Olumsuz tarafından bakılınca
Karadenizlinin ifadesiyle
“Arpa ekdum bitti lâzut yazuk emeklere yazuk”
Olumlu tarafından bakılınca
Şafak sökmüş alacakaranlık dönemi bitmiştir.
Cemaat açısından bakılınca
Büyük insanlar kolay kolay hata yapmaz
Yapınca da hayatının hatasını yaparlar.
Cemaat de hayatının hatasını yaptı.
Benim tarafımdan bakılınca
Volkanın patlaması
Allahın bu millete bir lütfüdür.
Yolsuzluğa gelince
Suçlanan insanlar yapmıştır yapmamıştır bilemem.
Yaparken ben yanlarında değildim.
Benim için her iki durumda yüzde ellidir.
Ama yolsuzluk ne zaman yoktu ki şimdide olmasın
Onlar yâda bir başkası
Yolsuzluk yapan varsa ve de her kimse
Benim diyeceğim şudur
Yesinde çıkaramasınlar.
Ha cemaat yâda müntesipleri
Yolsuzluk görmek ve kamu malını yiyenlerden
Hesap sormak istiyorlarsa
Dönsün arkalarına
28 Şubat dönemine bir baksınlar.
Kaç banka batırıldı.
Bu millet paraların bankadan kaçırılışını güvenlik kameralarından izledi
Allah şaşırtınca kamerayı kapatmayı unutturur.

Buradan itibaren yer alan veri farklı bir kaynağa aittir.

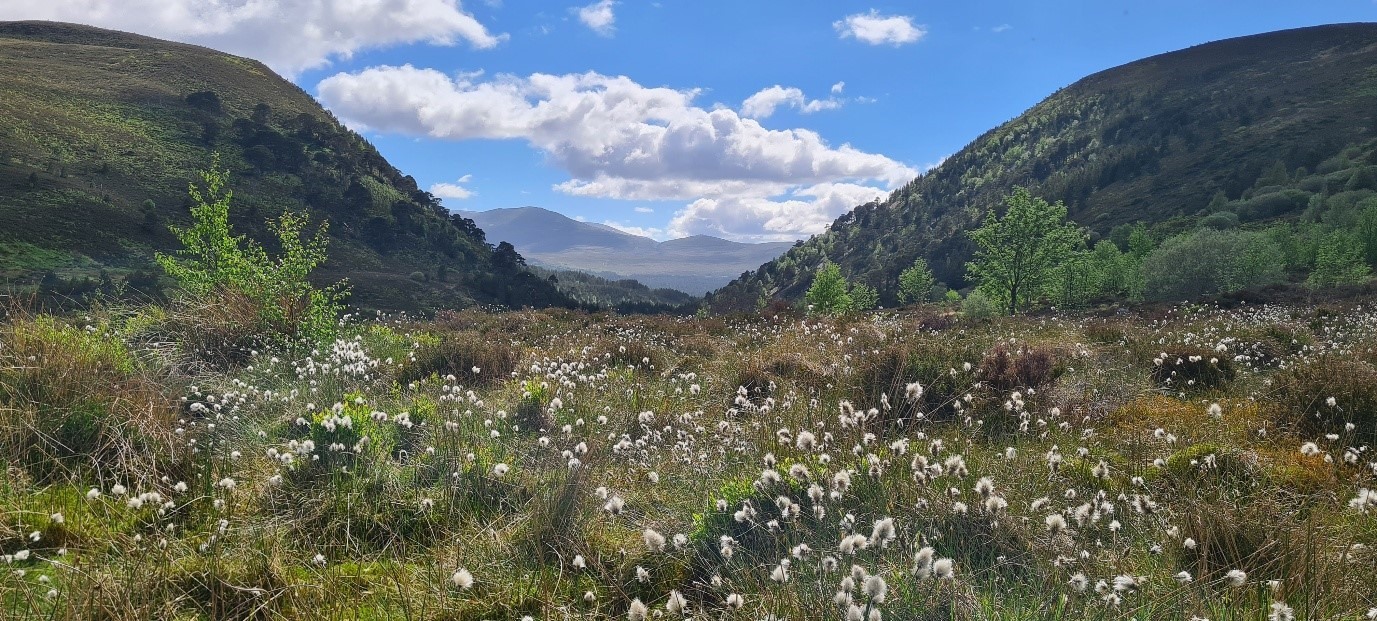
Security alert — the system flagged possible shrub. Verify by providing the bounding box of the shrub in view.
[1272,355,1377,443]
[157,156,344,352]
[961,289,1000,321]
[803,262,852,315]
[1153,347,1238,390]
[1143,229,1285,300]
[979,344,1063,392]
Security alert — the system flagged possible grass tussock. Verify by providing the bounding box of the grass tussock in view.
[0,300,1377,621]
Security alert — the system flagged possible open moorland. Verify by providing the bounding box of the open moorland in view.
[0,298,1377,620]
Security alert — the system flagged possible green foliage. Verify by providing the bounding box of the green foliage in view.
[157,156,344,339]
[1143,229,1285,300]
[961,289,1000,321]
[803,262,852,315]
[967,187,1085,315]
[1305,230,1371,286]
[899,257,936,304]
[709,26,1377,307]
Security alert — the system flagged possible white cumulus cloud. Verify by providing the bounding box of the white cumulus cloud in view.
[0,0,507,76]
[430,175,478,201]
[603,220,668,241]
[832,8,928,47]
[578,0,617,37]
[318,66,917,240]
[741,84,841,118]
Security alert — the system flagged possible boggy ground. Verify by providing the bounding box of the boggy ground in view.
[0,304,1377,620]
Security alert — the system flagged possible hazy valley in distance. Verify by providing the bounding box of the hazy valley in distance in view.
[457,207,793,296]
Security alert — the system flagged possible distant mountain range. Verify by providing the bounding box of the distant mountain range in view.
[457,207,793,295]
[708,23,1377,311]
[0,22,573,310]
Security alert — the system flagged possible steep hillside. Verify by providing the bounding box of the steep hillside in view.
[460,207,790,295]
[709,23,1377,310]
[0,22,569,308]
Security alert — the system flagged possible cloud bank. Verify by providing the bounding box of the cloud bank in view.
[318,65,917,241]
[832,8,928,47]
[3,0,507,76]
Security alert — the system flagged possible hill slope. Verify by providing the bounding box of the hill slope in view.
[0,22,569,308]
[709,23,1377,310]
[460,207,792,295]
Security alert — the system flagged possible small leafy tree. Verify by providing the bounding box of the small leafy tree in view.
[899,256,936,304]
[1305,231,1371,286]
[157,154,346,339]
[967,187,1085,315]
[803,262,852,315]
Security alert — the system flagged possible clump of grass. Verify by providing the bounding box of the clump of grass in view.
[979,344,1064,392]
[1153,347,1238,391]
[398,332,519,386]
[0,315,187,481]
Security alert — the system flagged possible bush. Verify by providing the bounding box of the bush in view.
[961,289,1000,321]
[1272,355,1377,443]
[1153,347,1238,390]
[1143,229,1285,300]
[157,156,344,352]
[397,332,518,387]
[979,344,1064,392]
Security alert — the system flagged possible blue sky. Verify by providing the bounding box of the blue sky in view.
[10,0,1377,241]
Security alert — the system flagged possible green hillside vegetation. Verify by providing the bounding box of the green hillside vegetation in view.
[0,22,571,310]
[708,23,1377,310]
[0,304,1377,621]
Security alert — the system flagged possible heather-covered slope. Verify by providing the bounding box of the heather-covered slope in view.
[0,22,567,308]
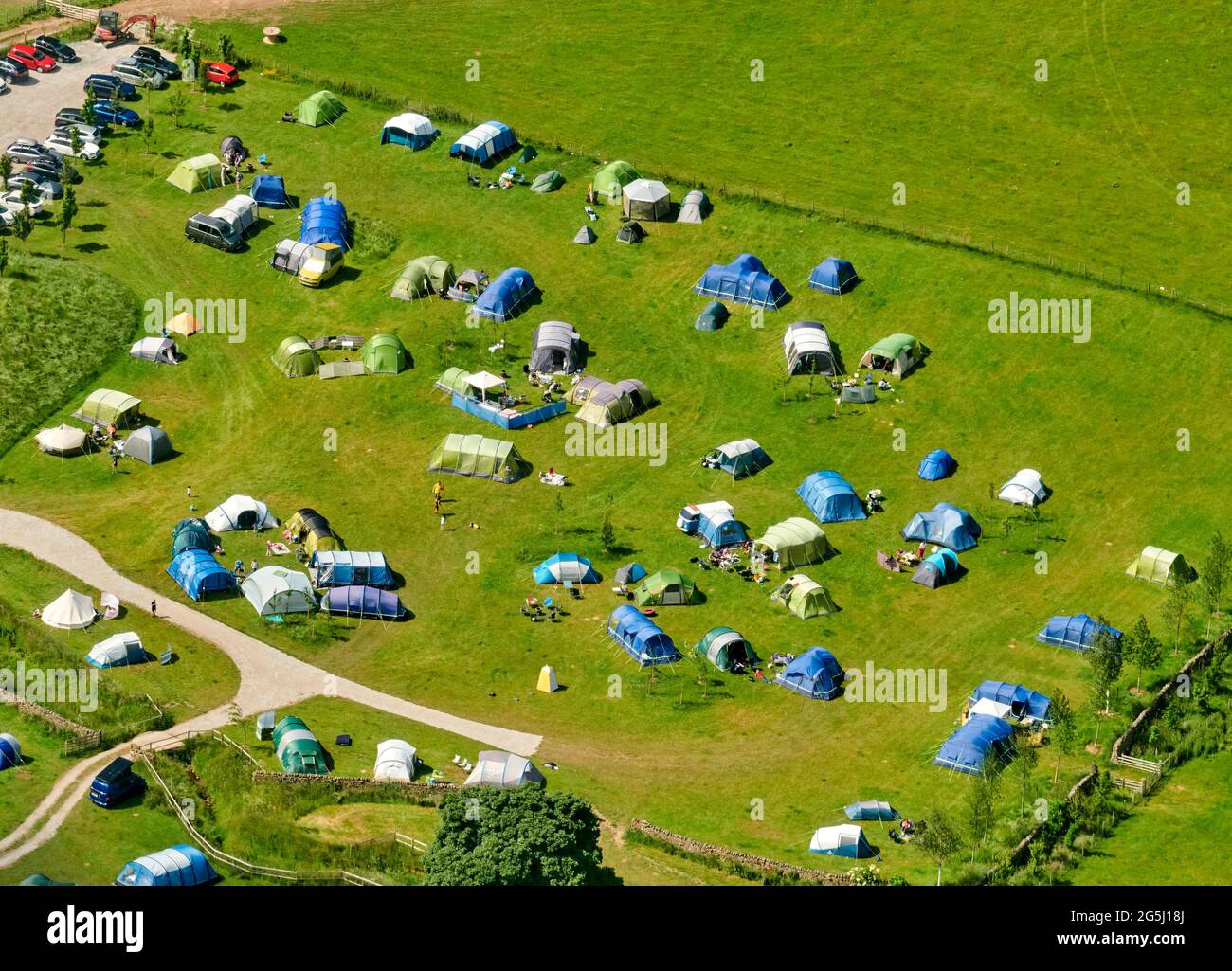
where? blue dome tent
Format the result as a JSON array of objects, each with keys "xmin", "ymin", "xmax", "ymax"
[
  {"xmin": 607, "ymin": 603, "xmax": 677, "ymax": 668},
  {"xmin": 808, "ymin": 257, "xmax": 860, "ymax": 294},
  {"xmin": 1035, "ymin": 614, "xmax": 1121, "ymax": 651},
  {"xmin": 471, "ymin": 266, "xmax": 538, "ymax": 324},
  {"xmin": 773, "ymin": 647, "xmax": 844, "ymax": 701},
  {"xmin": 919, "ymin": 448, "xmax": 958, "ymax": 482},
  {"xmin": 902, "ymin": 503, "xmax": 982, "ymax": 553},
  {"xmin": 796, "ymin": 470, "xmax": 869, "ymax": 523},
  {"xmin": 694, "ymin": 253, "xmax": 791, "ymax": 311}
]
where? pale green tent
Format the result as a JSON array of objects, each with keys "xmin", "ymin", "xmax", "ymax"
[
  {"xmin": 167, "ymin": 155, "xmax": 223, "ymax": 193},
  {"xmin": 427, "ymin": 434, "xmax": 531, "ymax": 482}
]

Devletin dolaysıyla milletim patates, soğan gibi soyulduğu bu dönemim
Faillerinden hesap soruldu mu?
Yolsuzluğun yapılmasına göz mü yumsaydık
Deyip dürüstlük abidesi sergilemek isteyen cemaat ve müntesipleri
Neden 28 Şubat paşalarından bunun hesabını sormadılar.
Kesin miktar bilinmemekle beraber 600 milyar dolarlık
Bir yolsuzluğun hesabi neden sorulmadı.
Sonra 28 Şubat’ın medya ve işadamları ayağına niye hiç dokunulmadı.

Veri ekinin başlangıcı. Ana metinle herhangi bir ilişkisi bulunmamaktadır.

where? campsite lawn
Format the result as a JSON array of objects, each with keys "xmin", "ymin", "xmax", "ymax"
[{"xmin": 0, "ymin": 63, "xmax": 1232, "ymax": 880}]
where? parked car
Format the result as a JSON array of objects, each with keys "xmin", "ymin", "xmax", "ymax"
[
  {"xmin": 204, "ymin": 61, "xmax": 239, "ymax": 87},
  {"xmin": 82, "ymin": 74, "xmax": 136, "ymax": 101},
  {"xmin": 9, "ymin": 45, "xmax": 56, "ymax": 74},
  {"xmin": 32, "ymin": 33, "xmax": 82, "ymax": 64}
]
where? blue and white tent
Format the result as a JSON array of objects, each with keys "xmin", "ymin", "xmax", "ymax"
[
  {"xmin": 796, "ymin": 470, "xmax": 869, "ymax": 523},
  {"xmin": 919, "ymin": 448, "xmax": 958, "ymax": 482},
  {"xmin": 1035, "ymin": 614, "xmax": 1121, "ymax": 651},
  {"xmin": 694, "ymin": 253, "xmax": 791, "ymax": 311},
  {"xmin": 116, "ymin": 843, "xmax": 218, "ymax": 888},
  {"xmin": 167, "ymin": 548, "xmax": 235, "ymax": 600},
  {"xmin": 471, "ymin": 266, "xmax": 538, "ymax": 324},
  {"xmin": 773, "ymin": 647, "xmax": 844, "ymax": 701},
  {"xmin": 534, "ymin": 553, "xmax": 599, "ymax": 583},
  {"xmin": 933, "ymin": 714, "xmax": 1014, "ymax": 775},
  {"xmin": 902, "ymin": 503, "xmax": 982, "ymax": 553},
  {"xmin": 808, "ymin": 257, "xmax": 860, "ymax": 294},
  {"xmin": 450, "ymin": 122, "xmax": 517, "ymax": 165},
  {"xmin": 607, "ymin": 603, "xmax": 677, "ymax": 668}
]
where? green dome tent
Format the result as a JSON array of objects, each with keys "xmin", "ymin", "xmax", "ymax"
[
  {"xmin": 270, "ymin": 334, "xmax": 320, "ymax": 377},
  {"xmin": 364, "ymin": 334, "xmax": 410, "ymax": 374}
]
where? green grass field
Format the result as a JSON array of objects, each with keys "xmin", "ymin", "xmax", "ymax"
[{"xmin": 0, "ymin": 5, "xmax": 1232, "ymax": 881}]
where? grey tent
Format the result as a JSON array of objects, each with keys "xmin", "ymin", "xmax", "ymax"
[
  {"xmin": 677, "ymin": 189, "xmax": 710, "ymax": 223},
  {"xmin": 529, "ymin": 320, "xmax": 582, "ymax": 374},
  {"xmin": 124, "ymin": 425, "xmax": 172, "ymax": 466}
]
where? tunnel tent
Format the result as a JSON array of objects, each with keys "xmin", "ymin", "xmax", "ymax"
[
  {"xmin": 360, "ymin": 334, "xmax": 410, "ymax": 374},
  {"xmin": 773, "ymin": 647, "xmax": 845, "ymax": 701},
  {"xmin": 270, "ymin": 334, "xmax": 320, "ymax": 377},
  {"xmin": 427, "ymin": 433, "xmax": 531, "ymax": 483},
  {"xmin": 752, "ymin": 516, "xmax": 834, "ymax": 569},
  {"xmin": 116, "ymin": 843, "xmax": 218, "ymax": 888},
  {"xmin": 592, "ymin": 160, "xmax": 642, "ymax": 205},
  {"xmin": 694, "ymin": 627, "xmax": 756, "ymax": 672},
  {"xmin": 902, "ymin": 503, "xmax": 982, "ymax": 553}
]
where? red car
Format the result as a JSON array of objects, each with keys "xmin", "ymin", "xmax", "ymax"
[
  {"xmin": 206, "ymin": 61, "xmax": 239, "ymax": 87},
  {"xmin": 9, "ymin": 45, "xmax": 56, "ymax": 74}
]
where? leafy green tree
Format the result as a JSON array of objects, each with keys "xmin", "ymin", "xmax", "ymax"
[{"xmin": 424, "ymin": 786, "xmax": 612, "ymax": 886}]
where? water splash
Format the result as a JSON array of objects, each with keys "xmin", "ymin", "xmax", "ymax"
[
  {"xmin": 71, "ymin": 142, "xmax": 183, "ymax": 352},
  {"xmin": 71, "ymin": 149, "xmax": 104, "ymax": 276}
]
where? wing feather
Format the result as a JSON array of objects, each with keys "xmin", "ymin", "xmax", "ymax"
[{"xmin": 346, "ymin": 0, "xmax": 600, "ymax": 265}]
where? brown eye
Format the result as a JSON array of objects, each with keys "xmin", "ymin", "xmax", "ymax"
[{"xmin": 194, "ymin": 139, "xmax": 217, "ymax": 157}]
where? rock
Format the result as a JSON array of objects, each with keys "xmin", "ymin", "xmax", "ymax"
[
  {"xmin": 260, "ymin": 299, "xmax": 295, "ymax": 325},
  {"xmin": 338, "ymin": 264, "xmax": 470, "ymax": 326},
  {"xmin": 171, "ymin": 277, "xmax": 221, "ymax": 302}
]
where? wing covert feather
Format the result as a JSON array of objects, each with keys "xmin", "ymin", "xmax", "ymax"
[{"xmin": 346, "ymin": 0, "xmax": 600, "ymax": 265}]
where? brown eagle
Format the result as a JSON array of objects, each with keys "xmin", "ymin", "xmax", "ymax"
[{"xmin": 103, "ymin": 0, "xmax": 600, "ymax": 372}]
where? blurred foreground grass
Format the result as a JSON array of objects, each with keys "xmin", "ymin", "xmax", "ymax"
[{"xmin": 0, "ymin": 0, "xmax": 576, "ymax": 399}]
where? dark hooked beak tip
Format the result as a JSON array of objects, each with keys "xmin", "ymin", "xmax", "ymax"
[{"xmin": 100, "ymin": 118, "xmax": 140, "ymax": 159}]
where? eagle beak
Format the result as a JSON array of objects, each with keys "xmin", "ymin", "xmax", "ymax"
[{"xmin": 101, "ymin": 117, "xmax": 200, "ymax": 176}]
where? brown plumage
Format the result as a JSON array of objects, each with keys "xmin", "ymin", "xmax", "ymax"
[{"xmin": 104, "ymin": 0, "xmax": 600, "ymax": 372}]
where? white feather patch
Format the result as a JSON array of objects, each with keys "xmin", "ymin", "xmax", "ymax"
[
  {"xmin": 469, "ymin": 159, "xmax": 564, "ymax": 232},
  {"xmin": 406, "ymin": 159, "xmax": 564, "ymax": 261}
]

Eğer yolsuzlukla mücadele sözünüzde samimi iseniz
Önce bunun hesabini bir sormalıydınız.
Vatandaş bu karanlık dönemin hesabi sorulacak diye umutlanırken
Bir sabah uykudan uyanınca ne görsün
İçeridekilerinin hepsi aklanmış paklanmış
Cemaat şampuanıyla yıkanmış tertemiz olmuş.
Gerçek dostlar böyle günde belli olur.
Cemaat 28 Şubat’ta bende mağdur oldum diyor.

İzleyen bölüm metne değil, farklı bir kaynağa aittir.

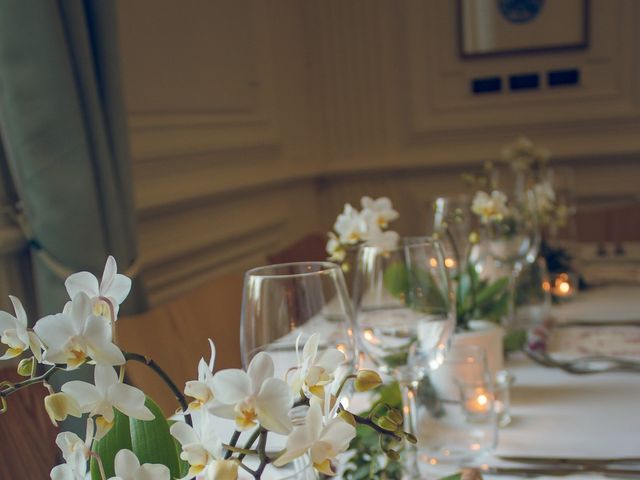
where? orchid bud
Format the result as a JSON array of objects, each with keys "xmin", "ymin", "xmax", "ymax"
[
  {"xmin": 404, "ymin": 432, "xmax": 418, "ymax": 445},
  {"xmin": 44, "ymin": 392, "xmax": 82, "ymax": 427},
  {"xmin": 377, "ymin": 417, "xmax": 398, "ymax": 432},
  {"xmin": 387, "ymin": 410, "xmax": 404, "ymax": 425},
  {"xmin": 355, "ymin": 370, "xmax": 382, "ymax": 392},
  {"xmin": 338, "ymin": 410, "xmax": 356, "ymax": 427},
  {"xmin": 18, "ymin": 357, "xmax": 36, "ymax": 377},
  {"xmin": 384, "ymin": 450, "xmax": 400, "ymax": 462}
]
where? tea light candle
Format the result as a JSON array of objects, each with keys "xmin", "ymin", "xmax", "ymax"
[
  {"xmin": 552, "ymin": 273, "xmax": 575, "ymax": 297},
  {"xmin": 465, "ymin": 387, "xmax": 491, "ymax": 413}
]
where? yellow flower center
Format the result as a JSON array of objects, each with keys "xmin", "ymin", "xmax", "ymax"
[{"xmin": 236, "ymin": 402, "xmax": 258, "ymax": 430}]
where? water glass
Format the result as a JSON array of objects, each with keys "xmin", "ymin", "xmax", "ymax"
[{"xmin": 418, "ymin": 345, "xmax": 498, "ymax": 465}]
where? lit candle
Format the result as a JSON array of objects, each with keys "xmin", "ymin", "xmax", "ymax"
[
  {"xmin": 552, "ymin": 273, "xmax": 574, "ymax": 297},
  {"xmin": 465, "ymin": 387, "xmax": 491, "ymax": 413}
]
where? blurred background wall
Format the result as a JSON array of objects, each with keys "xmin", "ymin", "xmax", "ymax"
[{"xmin": 0, "ymin": 0, "xmax": 640, "ymax": 305}]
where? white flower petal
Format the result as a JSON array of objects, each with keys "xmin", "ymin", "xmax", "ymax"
[
  {"xmin": 107, "ymin": 383, "xmax": 155, "ymax": 420},
  {"xmin": 169, "ymin": 422, "xmax": 200, "ymax": 445},
  {"xmin": 64, "ymin": 272, "xmax": 100, "ymax": 299},
  {"xmin": 33, "ymin": 313, "xmax": 79, "ymax": 350},
  {"xmin": 212, "ymin": 368, "xmax": 252, "ymax": 404},
  {"xmin": 256, "ymin": 378, "xmax": 293, "ymax": 435},
  {"xmin": 99, "ymin": 255, "xmax": 118, "ymax": 296},
  {"xmin": 247, "ymin": 352, "xmax": 275, "ymax": 393},
  {"xmin": 9, "ymin": 295, "xmax": 27, "ymax": 328},
  {"xmin": 93, "ymin": 365, "xmax": 118, "ymax": 397},
  {"xmin": 61, "ymin": 380, "xmax": 103, "ymax": 413}
]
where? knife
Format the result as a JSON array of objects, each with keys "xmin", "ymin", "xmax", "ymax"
[
  {"xmin": 476, "ymin": 465, "xmax": 640, "ymax": 478},
  {"xmin": 497, "ymin": 455, "xmax": 640, "ymax": 465}
]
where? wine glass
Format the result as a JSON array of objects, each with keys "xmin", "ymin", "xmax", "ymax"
[
  {"xmin": 353, "ymin": 237, "xmax": 455, "ymax": 478},
  {"xmin": 240, "ymin": 262, "xmax": 357, "ymax": 405},
  {"xmin": 484, "ymin": 184, "xmax": 540, "ymax": 330}
]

Merhum Necmettin Erbakan 28 Şubata karşı çıkmanın bedelini siyasi hayatıyla ödedi.
Merhum Yazıcı oğlu 28 Şubatta Türkiye’nin Suriye olmasına müsaade etmeyiz.
Namlusunu halka doğrultan tanka da selam durmayız.
Sözleriyle direndiği için bu işin bedelini hayatıyla ödedi.
Peki, sizin mağduriyetiniz ne oldu?
Şu yâda bu cemaat
Seçim zamanlarında herhangi bir partiye destek verir yâda vermezler.
Bir partinin yanında da olabilirler karşısında da
Bu onların en temel haklarıdır.
Bir zamanlar desteklediğiniz bir partiyle bir gün yollarınız ayrılabilir.
O zaman desteğinizi çekersiniz.
Buda sizin en temel hakkınızdır.
Nitekim geçmişte de böyle olmuştur.
En başa yani 2002 seçimlerine dönecek olursak
Benim samimi kanaatim
Cemaatin AK PARTİ’YE destek vermesi
Zihniyet birliğinin bir neticesi değildi.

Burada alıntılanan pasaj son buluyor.